Bu yüzden iktidarı ve muhalefeti ile tüm kamuoyuna sesleniyoruz:
Anayasanın 10. maddesi nerede?
Geçtiğimiz haftalarda Cenevre’de gerçekleştirilen CEDAW Komitesi 82. Oturumu sırasında Aile ve Sosyal Hizmetler Bakanının bahsettiği ve ayrımcılık olmaksızın korunduğu iddia edilen anayasal haklarımız nerede?

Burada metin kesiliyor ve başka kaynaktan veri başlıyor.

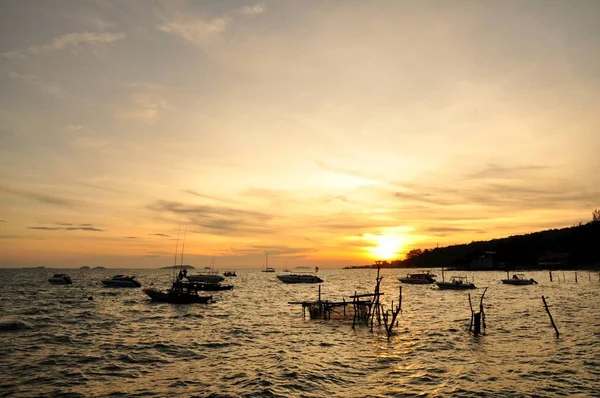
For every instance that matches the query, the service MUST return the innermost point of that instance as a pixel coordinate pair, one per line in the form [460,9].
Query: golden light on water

Devlet yetkilileri büyük bir rahatlık içerisinde AB ve BM toplantılarında gözümüze baka baka yalan söylüyor; LGBTİ+’ların -ve haklarının- korunduğu, LGBTİ+’ların özgür oldukları, örgütlenebildikleri, yasaklanmadıkları, şiddete uğramadıkları gibi cümleleri, üstelik hiç karşılaşmadığımız istatistiklerle açıklıyorlar.
Oysa neredeyse her gün ekranlardan hedef gösteriliyor; devletin temsil yetkisi verdiği, devlet adına konuşan bakanlar tarafından nefret söylemine uğruyoruz. Bu söylemlerin, eylemlerin hepsi cinsiyet kimliklerimizi, cinsel yönelimlerimizi ve varoluşlarımızı hedef alıyor. Kısacası, devlet tarafından cinselleştirilmiş şiddete maruz bırakılıyoruz! Dahası, kamusal alanlarda can güvenliğimiz devlet eli ile tehdit ediliyor.
Muhalefet nerede?
Seçimlerde eşit ve özgür dünya sözü veren 6’lı masaya ve diğer muhalefet partilerine, belediyelere de sesleniyoruz: NEREDESİNİZ? Hani herkesin partisiydiniz? Hani herkesin temel insan hakları sizin güvencenizdeydi?
Görmedim, duymadım, bilmiyorum mu diyeceksiniz?
Hak sahipleri olarak bizler birbirimizle dayanışmaya devam edeceğiz. Bizi yok sayanları unutmayacak ve hatırlatacağız.
Biz hakları ihlal edilenler olarak dayanışıyor, farklılıklarımızla bir arada duruyoruz. Müslüman ve LGBTİ+ feministler birbirini destekliyor, Alevi dernekleri LGBTİ+’lara kapılarını açıyor, Müslüman feministleri toplumun pek çok kesimi gibi kadın ve LGBTİ+ örgütleri de destekliyor. Bizler de hedef gösterilen Havle Kadın Derneği’nin yanında olduğumuzu duyuruyoruz.
CŞMD olarak Kadınlar Birlikte Güçlü Platformunun çağrısı dahilinde Onur Yürüyüşündeki polis tacizine ve şiddetine karşı suç duyurusunda bulunmak için 7 Temmuz’da saat 13:00’te Çağlayan Adliyesinde olacağız!
Barikatlarınız, ablukalarınız, taciziniz, yasaklarınız ve nefretinize karşı başı yukarıda yürüyen tüm LGBTİ+’lar adına: Her yürüyüşümüz Onur Yürüyüşüdür!